The expert’s suggestion was to write a pros and cons list that you could revisit every week to examine your thinking. That could help in forecasting and a variation might help in education.
I am thinking of a journal or blog. This is a place where learners can record their thoughts about what they are learning that week and write another entry after revisiting the previous entry.
This is not a new idea. I discovered this when I was writing the literature review of my Ph.D. dissertation 17 years ago. It was popular when students were required to journal regularly and when blogs took off. Thankfully, this is a core practice for an academic subject like Design and Technology where students need to maintain ideation journals or records.
Journalling requires the discipline of slowing down and metacognitive ability to reflect effectively (I have suggested a framework that I call a Reflective Compass).
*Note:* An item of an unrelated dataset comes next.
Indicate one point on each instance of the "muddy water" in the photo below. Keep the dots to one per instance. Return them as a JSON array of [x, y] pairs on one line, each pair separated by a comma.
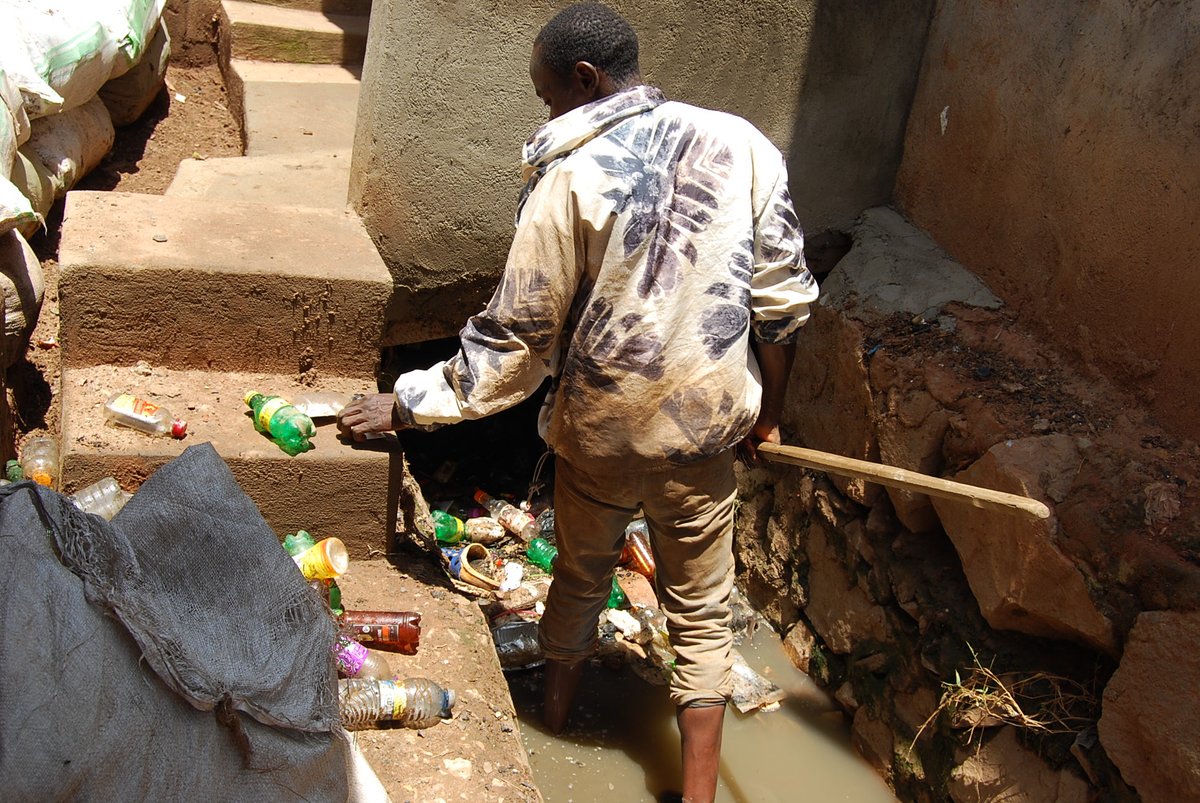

Sadly, reflection as a discipined practice does not seem to be a priority in our schooling system. I wish that more educators would help students reduce noise that interferes with learning.
The latest Build For Tomorrow podcast episode began with this premise: We are bad at forecasting the future and we know this, but some of us will still try and many others will listen to them.
Why?
The short and cynical answer is that we are stupid. A longer and more nuanced answer was explored in the podcast and began with a look back to Nostradamus in the 1500s. His claims were vague but captivating enough or people to reverse engineer what he said.
For example, if he predicted a famine in 2022, we might say that came true as long as there was a famine somewhere in the world or if the cost of food rose so much that some of us could not afford it.
But sometimes these prophets get it wrong, e.g., Steve Balmer pooh-poohed the iPhone based on its cost and lack of a physical keyboard. So why do people keep listening to people with poor track records?
The interviewed expert, Laura Smolar, suggested that we do not expect even hard science to be right all the time. So we rationalise and offer excuses of their behalf, e.g., there were miscalculations or other unaccounted factors.
And then there are the super forecasters who study data and make projections that come true at a higher rate than chance. What makes them better at predictions than others?
According to another expert, Warren Hatch, these forecasters have excellent pattern recognition, are open-minded, and are reflective. The latter two manifest themselves when the good forecasters realise that they do not have enough information and do not limit themselves to what they already know.
As a pedagogue, my applicative takeaway from that is accepting our ignorance before trying to provide answers (especially for complex issues). In simpler terms, we need to know what we do not know before attempting to fill that knowledge gap.